Reducing Local Sales Restrictions:
“Reducing local sales restrictions will significantly bolster the UK's housing sector by facilitating a more fluid and efficient property market. One key issue has been the rigidity and complexity of local planning systems, which often stymies the pace of new developments. By easing these restrictions, local councils could accelerate the approval process thereby increasing the supply of homes. This would help address the chronic undersupply that has plagued the market, with annual completions falling short of the government's 300,000 target. An increased supply would stabilise house prices, making homes more affordable for first-time buyers and those on lower incomes, ultimately contributing to a more balanced and equitable housing market.

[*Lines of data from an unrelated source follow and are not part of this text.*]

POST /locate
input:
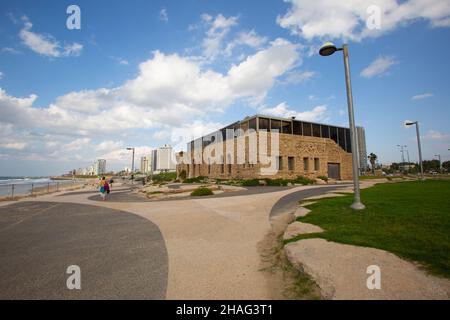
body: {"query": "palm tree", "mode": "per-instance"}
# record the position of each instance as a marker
(372, 158)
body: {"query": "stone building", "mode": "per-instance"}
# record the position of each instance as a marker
(243, 150)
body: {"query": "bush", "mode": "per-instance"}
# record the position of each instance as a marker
(303, 180)
(164, 177)
(202, 191)
(199, 179)
(250, 182)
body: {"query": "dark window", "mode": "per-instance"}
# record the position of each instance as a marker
(316, 164)
(316, 130)
(291, 163)
(252, 124)
(341, 135)
(275, 125)
(305, 164)
(297, 127)
(333, 133)
(263, 123)
(307, 129)
(325, 131)
(286, 127)
(348, 141)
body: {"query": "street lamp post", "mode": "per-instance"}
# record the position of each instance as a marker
(326, 50)
(418, 145)
(132, 165)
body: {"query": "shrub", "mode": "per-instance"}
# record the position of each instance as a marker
(250, 182)
(202, 191)
(182, 175)
(303, 180)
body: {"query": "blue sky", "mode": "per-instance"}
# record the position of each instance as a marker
(146, 73)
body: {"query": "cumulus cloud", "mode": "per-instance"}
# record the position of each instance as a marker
(422, 96)
(46, 45)
(318, 113)
(219, 27)
(330, 19)
(379, 66)
(169, 90)
(436, 135)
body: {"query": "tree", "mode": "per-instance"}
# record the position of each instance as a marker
(372, 158)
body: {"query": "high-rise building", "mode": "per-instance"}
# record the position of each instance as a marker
(146, 164)
(362, 151)
(100, 167)
(164, 159)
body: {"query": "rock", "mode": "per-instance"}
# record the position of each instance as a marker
(340, 270)
(296, 228)
(301, 212)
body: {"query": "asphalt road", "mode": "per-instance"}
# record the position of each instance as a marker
(121, 255)
(289, 202)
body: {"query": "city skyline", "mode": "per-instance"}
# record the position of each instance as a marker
(164, 73)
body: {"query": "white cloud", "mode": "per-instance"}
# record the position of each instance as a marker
(168, 90)
(163, 16)
(46, 45)
(10, 50)
(318, 113)
(378, 66)
(422, 96)
(330, 19)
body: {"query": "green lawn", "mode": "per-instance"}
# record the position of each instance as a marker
(410, 219)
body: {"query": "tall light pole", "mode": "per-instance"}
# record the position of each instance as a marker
(440, 162)
(418, 144)
(326, 50)
(132, 165)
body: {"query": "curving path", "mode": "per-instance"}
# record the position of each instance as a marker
(121, 255)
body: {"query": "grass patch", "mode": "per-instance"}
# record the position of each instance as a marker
(164, 177)
(410, 219)
(202, 191)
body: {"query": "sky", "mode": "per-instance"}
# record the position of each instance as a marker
(148, 73)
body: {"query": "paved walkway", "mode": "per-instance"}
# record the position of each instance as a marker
(211, 244)
(121, 255)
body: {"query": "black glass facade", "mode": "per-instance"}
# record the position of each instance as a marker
(339, 135)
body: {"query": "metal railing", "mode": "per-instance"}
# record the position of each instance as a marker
(10, 191)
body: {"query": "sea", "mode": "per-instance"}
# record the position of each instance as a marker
(23, 185)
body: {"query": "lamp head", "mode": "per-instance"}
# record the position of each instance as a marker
(327, 49)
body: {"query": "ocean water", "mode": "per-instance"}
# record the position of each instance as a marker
(23, 185)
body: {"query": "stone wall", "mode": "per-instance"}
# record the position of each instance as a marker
(303, 149)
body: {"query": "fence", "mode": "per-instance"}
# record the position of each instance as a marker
(10, 191)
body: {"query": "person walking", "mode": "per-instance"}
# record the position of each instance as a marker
(102, 188)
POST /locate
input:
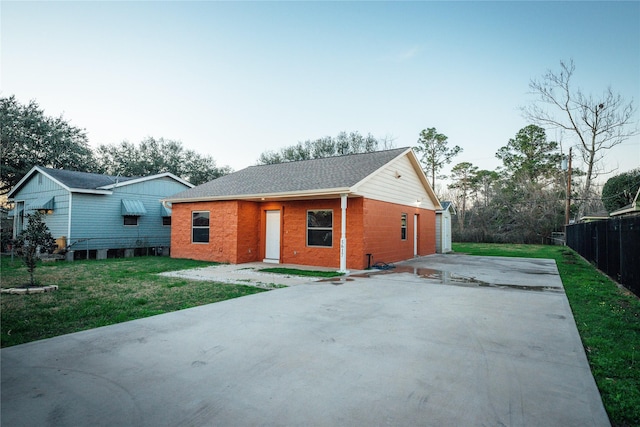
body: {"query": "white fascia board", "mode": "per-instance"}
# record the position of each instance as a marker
(266, 196)
(38, 169)
(148, 178)
(89, 191)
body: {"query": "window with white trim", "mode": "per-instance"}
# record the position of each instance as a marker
(200, 227)
(130, 220)
(320, 228)
(403, 227)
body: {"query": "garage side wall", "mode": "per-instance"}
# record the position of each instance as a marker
(383, 235)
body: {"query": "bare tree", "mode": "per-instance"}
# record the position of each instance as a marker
(599, 123)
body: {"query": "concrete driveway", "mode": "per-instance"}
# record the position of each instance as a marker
(444, 340)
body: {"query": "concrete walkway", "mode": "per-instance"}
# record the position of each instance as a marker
(422, 346)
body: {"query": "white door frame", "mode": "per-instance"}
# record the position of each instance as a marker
(272, 237)
(415, 235)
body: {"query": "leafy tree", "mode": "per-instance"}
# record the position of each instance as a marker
(464, 179)
(434, 151)
(29, 138)
(351, 143)
(153, 156)
(485, 182)
(529, 155)
(599, 123)
(35, 238)
(620, 190)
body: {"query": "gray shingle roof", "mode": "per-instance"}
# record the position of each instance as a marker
(300, 176)
(84, 180)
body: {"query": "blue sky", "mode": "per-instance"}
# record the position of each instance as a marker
(233, 79)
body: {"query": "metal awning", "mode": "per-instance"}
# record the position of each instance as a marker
(133, 207)
(45, 203)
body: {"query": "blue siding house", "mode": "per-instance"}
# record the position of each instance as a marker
(91, 212)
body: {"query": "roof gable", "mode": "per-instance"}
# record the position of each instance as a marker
(329, 173)
(306, 178)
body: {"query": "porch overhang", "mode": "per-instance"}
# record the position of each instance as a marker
(330, 193)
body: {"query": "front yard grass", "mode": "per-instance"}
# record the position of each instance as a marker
(608, 320)
(97, 293)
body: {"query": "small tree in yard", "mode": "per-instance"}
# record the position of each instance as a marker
(35, 238)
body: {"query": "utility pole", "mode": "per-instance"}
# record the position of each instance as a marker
(568, 205)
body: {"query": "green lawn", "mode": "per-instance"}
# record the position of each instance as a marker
(607, 317)
(98, 293)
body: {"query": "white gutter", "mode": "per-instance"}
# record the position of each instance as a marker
(264, 196)
(343, 234)
(69, 222)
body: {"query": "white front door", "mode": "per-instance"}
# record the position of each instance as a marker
(272, 240)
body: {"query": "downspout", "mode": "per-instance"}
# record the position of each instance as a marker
(69, 221)
(343, 234)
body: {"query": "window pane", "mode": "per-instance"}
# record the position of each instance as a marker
(200, 235)
(320, 219)
(201, 219)
(319, 237)
(130, 220)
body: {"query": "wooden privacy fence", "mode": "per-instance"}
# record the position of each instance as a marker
(612, 245)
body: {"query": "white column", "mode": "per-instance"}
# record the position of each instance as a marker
(343, 234)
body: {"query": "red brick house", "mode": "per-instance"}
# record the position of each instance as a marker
(344, 212)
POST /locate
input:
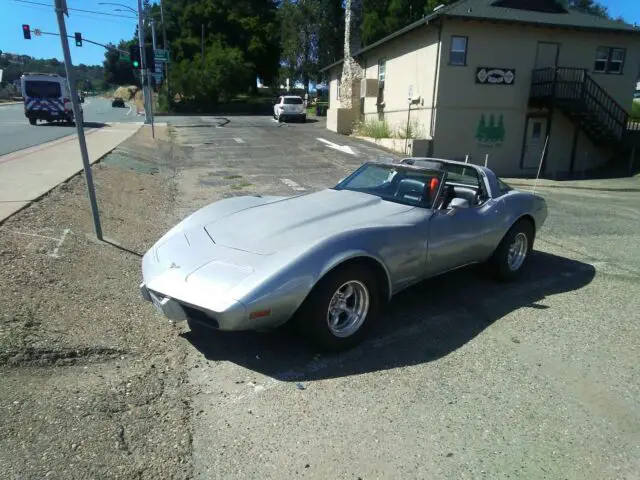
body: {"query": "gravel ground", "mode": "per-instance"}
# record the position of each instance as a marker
(91, 386)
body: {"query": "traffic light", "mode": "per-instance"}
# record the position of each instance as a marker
(149, 57)
(134, 54)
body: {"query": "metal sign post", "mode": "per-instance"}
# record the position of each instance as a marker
(61, 10)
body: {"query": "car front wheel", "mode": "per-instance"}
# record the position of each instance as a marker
(510, 258)
(341, 309)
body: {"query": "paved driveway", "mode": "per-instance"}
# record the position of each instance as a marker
(464, 379)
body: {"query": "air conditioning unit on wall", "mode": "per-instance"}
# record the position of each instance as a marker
(369, 87)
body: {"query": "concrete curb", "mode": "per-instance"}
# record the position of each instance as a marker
(66, 180)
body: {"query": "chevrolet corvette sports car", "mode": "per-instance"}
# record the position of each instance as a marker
(331, 259)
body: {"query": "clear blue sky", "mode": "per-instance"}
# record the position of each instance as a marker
(99, 28)
(104, 29)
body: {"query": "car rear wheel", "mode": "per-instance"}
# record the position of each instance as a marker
(341, 308)
(510, 258)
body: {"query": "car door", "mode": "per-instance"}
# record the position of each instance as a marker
(461, 236)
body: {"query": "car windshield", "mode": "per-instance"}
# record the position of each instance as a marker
(395, 183)
(42, 89)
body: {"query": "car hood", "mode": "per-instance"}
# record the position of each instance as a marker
(270, 227)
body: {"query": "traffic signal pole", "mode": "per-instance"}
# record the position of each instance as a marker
(60, 7)
(143, 76)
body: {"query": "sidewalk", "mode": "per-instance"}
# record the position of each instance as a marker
(28, 174)
(624, 184)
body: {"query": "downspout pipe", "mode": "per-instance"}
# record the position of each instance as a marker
(435, 89)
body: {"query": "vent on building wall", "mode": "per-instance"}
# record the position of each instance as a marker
(543, 6)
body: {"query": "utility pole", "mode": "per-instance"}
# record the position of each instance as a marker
(153, 34)
(164, 45)
(202, 47)
(145, 83)
(61, 11)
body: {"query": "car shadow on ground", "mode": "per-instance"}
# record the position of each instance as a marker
(64, 124)
(421, 324)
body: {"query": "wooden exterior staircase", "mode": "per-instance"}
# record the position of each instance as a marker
(579, 97)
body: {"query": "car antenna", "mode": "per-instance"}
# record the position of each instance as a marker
(535, 184)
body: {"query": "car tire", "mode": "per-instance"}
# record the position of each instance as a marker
(510, 257)
(314, 317)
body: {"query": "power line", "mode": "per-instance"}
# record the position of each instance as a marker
(31, 2)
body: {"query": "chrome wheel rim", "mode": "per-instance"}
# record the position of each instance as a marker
(348, 308)
(517, 251)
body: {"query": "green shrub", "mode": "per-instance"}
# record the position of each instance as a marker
(374, 128)
(635, 110)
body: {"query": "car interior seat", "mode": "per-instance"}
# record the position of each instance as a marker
(469, 194)
(410, 189)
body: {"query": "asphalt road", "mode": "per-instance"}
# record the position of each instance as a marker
(16, 133)
(465, 378)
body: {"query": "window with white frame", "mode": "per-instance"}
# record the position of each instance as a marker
(458, 51)
(609, 60)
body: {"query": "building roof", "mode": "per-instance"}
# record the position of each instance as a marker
(536, 12)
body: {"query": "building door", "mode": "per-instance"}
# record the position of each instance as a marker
(547, 54)
(535, 135)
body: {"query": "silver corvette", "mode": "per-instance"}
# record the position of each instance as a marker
(330, 260)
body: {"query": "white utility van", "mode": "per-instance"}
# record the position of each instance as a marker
(46, 97)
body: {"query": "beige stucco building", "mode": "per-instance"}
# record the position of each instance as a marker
(494, 77)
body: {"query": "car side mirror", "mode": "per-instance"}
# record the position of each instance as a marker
(456, 204)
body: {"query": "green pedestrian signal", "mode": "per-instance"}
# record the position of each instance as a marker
(134, 54)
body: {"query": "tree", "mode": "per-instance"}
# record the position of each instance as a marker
(117, 68)
(383, 17)
(590, 6)
(248, 25)
(221, 74)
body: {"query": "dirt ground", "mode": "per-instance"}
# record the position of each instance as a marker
(90, 385)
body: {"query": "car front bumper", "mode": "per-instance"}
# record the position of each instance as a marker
(233, 318)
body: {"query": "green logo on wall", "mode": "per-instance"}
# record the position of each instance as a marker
(490, 135)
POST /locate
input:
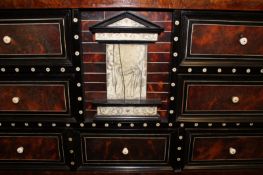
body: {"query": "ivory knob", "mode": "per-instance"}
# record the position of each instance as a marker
(7, 39)
(125, 151)
(243, 41)
(20, 150)
(232, 151)
(235, 99)
(15, 100)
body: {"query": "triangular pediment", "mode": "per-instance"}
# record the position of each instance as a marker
(126, 23)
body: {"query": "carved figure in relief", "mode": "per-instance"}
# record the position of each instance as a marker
(126, 71)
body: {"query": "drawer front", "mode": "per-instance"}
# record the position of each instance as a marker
(31, 38)
(210, 37)
(219, 148)
(30, 148)
(219, 97)
(38, 97)
(226, 39)
(125, 148)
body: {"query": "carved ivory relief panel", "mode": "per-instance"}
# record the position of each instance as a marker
(126, 68)
(126, 64)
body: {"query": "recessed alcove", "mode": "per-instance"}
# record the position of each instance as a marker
(126, 37)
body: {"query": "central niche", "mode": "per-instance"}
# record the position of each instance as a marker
(126, 71)
(126, 37)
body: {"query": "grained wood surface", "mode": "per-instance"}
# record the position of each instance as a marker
(178, 4)
(31, 39)
(33, 97)
(140, 149)
(217, 148)
(36, 148)
(218, 39)
(214, 172)
(158, 59)
(202, 97)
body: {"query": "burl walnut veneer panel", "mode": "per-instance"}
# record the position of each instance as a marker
(111, 149)
(33, 97)
(175, 4)
(31, 39)
(158, 63)
(35, 148)
(214, 39)
(217, 148)
(218, 97)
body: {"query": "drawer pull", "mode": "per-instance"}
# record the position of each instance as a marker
(125, 151)
(243, 41)
(232, 151)
(20, 150)
(7, 39)
(15, 100)
(235, 99)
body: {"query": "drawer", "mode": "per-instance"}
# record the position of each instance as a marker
(31, 38)
(28, 37)
(223, 36)
(227, 99)
(31, 148)
(34, 97)
(214, 148)
(217, 149)
(125, 148)
(226, 39)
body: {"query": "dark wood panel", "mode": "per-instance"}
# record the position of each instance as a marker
(158, 87)
(93, 15)
(167, 26)
(95, 78)
(161, 78)
(94, 58)
(224, 39)
(87, 37)
(95, 87)
(85, 24)
(159, 47)
(99, 67)
(37, 148)
(202, 97)
(218, 148)
(33, 97)
(158, 67)
(95, 95)
(110, 149)
(178, 4)
(93, 47)
(163, 114)
(159, 57)
(185, 172)
(160, 96)
(31, 39)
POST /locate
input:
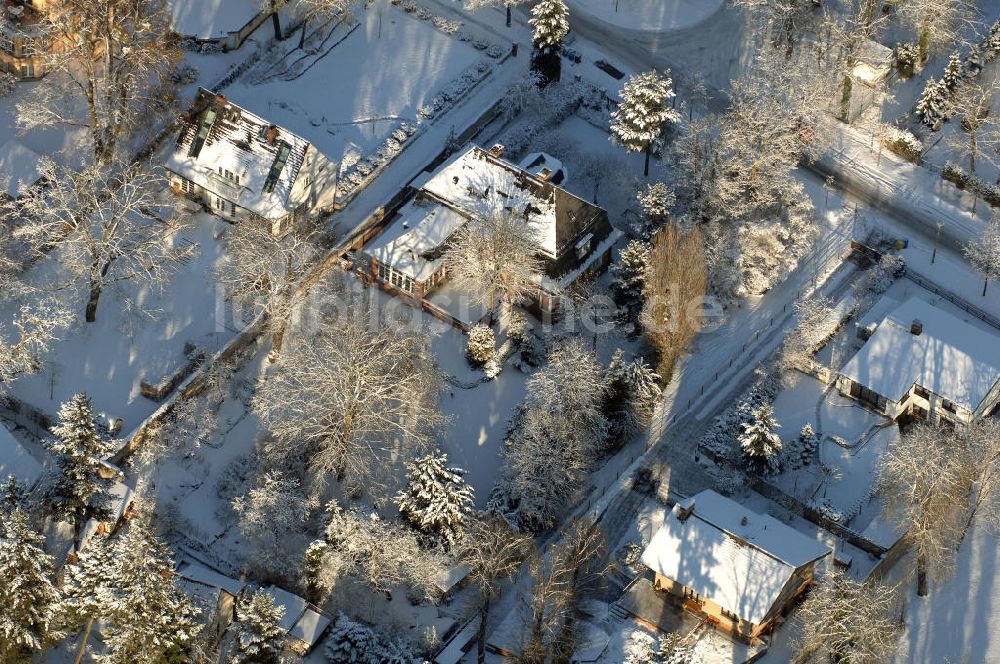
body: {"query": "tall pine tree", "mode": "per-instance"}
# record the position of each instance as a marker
(761, 445)
(150, 619)
(549, 20)
(437, 499)
(644, 112)
(259, 639)
(79, 491)
(28, 599)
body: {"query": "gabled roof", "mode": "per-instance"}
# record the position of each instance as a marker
(737, 558)
(479, 183)
(950, 357)
(264, 158)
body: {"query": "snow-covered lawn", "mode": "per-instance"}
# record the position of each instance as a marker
(649, 15)
(347, 98)
(143, 340)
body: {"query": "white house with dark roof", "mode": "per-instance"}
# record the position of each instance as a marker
(923, 362)
(240, 166)
(739, 569)
(572, 235)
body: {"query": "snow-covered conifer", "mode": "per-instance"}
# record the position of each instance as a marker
(930, 106)
(150, 618)
(79, 492)
(632, 393)
(312, 569)
(28, 599)
(549, 19)
(437, 499)
(761, 445)
(482, 349)
(644, 112)
(630, 274)
(259, 638)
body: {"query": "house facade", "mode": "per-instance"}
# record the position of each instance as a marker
(921, 362)
(22, 41)
(572, 236)
(241, 167)
(737, 569)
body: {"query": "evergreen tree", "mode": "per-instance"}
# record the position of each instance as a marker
(548, 18)
(437, 499)
(930, 106)
(259, 639)
(28, 599)
(312, 568)
(150, 619)
(87, 586)
(632, 393)
(629, 275)
(79, 492)
(644, 112)
(761, 446)
(952, 72)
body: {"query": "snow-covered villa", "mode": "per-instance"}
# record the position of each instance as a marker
(925, 363)
(240, 166)
(573, 236)
(738, 569)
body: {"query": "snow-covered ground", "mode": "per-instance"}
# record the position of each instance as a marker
(139, 334)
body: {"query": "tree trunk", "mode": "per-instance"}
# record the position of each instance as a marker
(484, 613)
(276, 22)
(83, 642)
(921, 574)
(95, 296)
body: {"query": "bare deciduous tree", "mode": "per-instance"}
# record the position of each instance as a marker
(674, 291)
(922, 485)
(263, 270)
(972, 104)
(494, 255)
(848, 621)
(108, 70)
(101, 222)
(493, 553)
(357, 397)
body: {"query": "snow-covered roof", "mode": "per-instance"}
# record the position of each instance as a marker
(17, 461)
(950, 357)
(412, 243)
(239, 156)
(737, 558)
(19, 168)
(479, 184)
(205, 19)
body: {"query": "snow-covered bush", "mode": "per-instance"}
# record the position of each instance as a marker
(905, 59)
(351, 642)
(902, 142)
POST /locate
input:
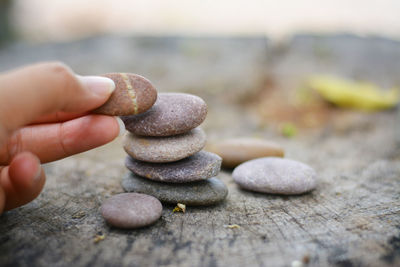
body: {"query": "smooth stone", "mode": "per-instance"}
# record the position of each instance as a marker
(201, 193)
(164, 149)
(131, 210)
(238, 150)
(133, 94)
(276, 176)
(173, 113)
(200, 166)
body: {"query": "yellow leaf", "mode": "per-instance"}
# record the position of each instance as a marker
(351, 94)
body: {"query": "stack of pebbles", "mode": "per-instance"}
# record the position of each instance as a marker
(165, 156)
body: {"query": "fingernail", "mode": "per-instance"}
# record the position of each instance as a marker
(99, 85)
(38, 174)
(121, 126)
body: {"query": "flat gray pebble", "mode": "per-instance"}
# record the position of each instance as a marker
(131, 210)
(200, 166)
(173, 113)
(276, 176)
(164, 149)
(201, 193)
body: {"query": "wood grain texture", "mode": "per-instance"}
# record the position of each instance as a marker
(351, 219)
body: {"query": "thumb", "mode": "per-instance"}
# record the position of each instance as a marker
(30, 92)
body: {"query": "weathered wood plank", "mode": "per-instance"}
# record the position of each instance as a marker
(352, 219)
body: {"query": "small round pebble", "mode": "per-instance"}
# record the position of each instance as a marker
(173, 113)
(276, 176)
(200, 166)
(164, 149)
(201, 193)
(133, 94)
(131, 210)
(238, 150)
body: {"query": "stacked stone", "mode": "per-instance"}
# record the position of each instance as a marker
(165, 156)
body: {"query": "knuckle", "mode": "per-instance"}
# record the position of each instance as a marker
(14, 145)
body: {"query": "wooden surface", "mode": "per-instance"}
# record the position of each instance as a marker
(351, 219)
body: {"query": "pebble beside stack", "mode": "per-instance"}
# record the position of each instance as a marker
(165, 156)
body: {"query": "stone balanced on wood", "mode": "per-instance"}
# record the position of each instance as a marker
(165, 157)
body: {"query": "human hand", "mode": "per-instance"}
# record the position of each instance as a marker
(44, 117)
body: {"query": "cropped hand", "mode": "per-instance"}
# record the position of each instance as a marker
(44, 116)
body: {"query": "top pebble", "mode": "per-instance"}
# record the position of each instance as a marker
(133, 95)
(173, 113)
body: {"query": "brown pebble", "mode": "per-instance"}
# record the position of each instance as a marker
(133, 95)
(173, 113)
(131, 210)
(238, 150)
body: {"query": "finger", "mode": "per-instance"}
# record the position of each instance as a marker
(55, 141)
(45, 88)
(2, 199)
(22, 181)
(58, 117)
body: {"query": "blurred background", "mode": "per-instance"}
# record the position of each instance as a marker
(266, 68)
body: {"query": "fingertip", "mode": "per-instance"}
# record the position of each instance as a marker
(99, 86)
(25, 170)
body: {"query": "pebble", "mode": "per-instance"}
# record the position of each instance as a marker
(201, 193)
(131, 210)
(238, 150)
(173, 113)
(200, 166)
(164, 149)
(133, 94)
(275, 175)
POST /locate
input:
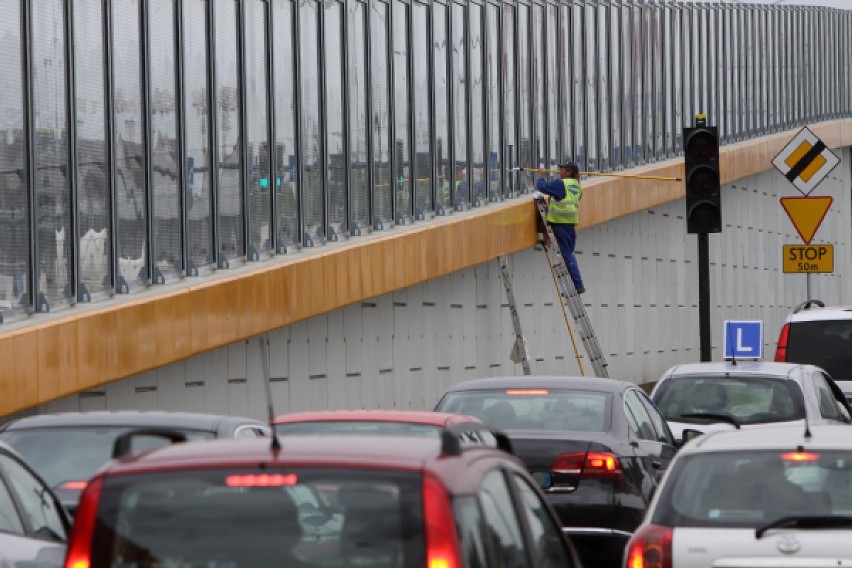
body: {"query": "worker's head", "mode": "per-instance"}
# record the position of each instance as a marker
(569, 170)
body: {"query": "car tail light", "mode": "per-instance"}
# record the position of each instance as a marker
(261, 480)
(650, 547)
(80, 545)
(781, 350)
(799, 456)
(591, 464)
(442, 545)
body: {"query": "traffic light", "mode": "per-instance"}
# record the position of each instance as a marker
(703, 192)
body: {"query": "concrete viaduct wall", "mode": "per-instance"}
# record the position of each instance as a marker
(403, 348)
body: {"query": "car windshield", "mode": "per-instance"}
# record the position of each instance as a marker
(74, 454)
(826, 344)
(533, 409)
(261, 518)
(747, 399)
(372, 427)
(755, 487)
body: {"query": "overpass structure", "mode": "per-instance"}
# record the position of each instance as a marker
(178, 178)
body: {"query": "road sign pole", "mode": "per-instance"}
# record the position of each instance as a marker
(704, 296)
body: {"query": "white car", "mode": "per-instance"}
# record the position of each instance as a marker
(819, 335)
(752, 498)
(714, 396)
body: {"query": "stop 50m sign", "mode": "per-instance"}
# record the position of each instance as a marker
(808, 258)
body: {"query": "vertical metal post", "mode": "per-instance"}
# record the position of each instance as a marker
(212, 103)
(242, 19)
(180, 102)
(704, 297)
(78, 292)
(271, 123)
(109, 113)
(29, 137)
(145, 87)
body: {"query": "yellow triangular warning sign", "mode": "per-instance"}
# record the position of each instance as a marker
(806, 213)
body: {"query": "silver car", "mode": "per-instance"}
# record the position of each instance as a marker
(752, 498)
(33, 525)
(706, 397)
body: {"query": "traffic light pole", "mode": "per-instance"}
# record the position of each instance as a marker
(704, 296)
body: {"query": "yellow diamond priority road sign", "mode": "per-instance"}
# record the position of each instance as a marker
(805, 161)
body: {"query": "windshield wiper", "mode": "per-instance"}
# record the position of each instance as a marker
(727, 418)
(809, 522)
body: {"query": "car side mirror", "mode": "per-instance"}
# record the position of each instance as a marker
(689, 434)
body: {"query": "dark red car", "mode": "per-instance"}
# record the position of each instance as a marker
(381, 501)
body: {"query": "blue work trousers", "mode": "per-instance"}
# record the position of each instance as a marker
(566, 238)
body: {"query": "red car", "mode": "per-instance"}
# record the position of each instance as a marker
(397, 422)
(345, 501)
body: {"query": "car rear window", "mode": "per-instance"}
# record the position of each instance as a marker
(755, 487)
(533, 408)
(359, 427)
(261, 518)
(824, 343)
(75, 454)
(748, 399)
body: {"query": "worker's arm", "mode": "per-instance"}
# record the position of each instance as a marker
(554, 188)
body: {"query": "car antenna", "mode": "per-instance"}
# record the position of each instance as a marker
(807, 425)
(264, 361)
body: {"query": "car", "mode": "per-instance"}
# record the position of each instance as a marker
(710, 396)
(383, 501)
(33, 525)
(846, 388)
(818, 335)
(66, 448)
(759, 497)
(397, 422)
(597, 447)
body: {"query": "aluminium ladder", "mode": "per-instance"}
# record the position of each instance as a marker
(520, 354)
(570, 297)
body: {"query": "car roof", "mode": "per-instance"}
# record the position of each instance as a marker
(391, 452)
(405, 416)
(816, 313)
(596, 384)
(826, 436)
(129, 418)
(764, 368)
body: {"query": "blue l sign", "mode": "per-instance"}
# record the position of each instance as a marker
(743, 339)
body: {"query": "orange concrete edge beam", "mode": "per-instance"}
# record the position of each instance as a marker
(91, 345)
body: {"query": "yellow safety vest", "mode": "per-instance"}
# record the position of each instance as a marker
(565, 210)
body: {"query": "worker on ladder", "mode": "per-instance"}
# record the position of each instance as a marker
(562, 215)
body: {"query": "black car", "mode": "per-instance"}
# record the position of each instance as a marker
(597, 447)
(33, 526)
(67, 448)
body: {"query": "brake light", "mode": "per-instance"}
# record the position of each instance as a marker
(799, 456)
(442, 545)
(83, 531)
(592, 464)
(650, 547)
(261, 480)
(781, 350)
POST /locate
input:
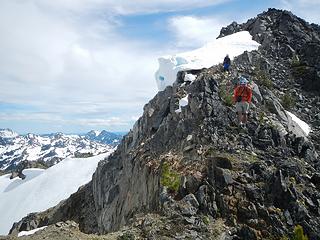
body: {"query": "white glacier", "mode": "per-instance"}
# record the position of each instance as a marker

“Moreover, developers would be incentivised to invest in areas previously considered unattractive due to bureaucratic hurdles. This would not only increase the overall housing stock but also stimulate economic growth in these regions.” 

Reforming of Stamp Duty:
“Whilst the promise from the Conservatives to raise the SDLT threshold for first-time buyers marks a positive step in the right direction, a radical overhaul is necessary to get the bottom end of the housing market moving in the long term. SDLT payment bands have never been index-linked to house price inflation so an increase to these thresholds for all homebuyers would stimulate activity at the lower end of the property market.  Raising the threshold would have the benefit of taking more properties outside the scope of stamp duty, cutting the cost of acquisition for people looking to climb up the property ladder. 
“Those looking to purchase properties on the mid-to-high end of the property market would also have a chance to sell their low-end properties as a result of the increase in demand from prospective buyers, contributing to further momentum within the housing market.”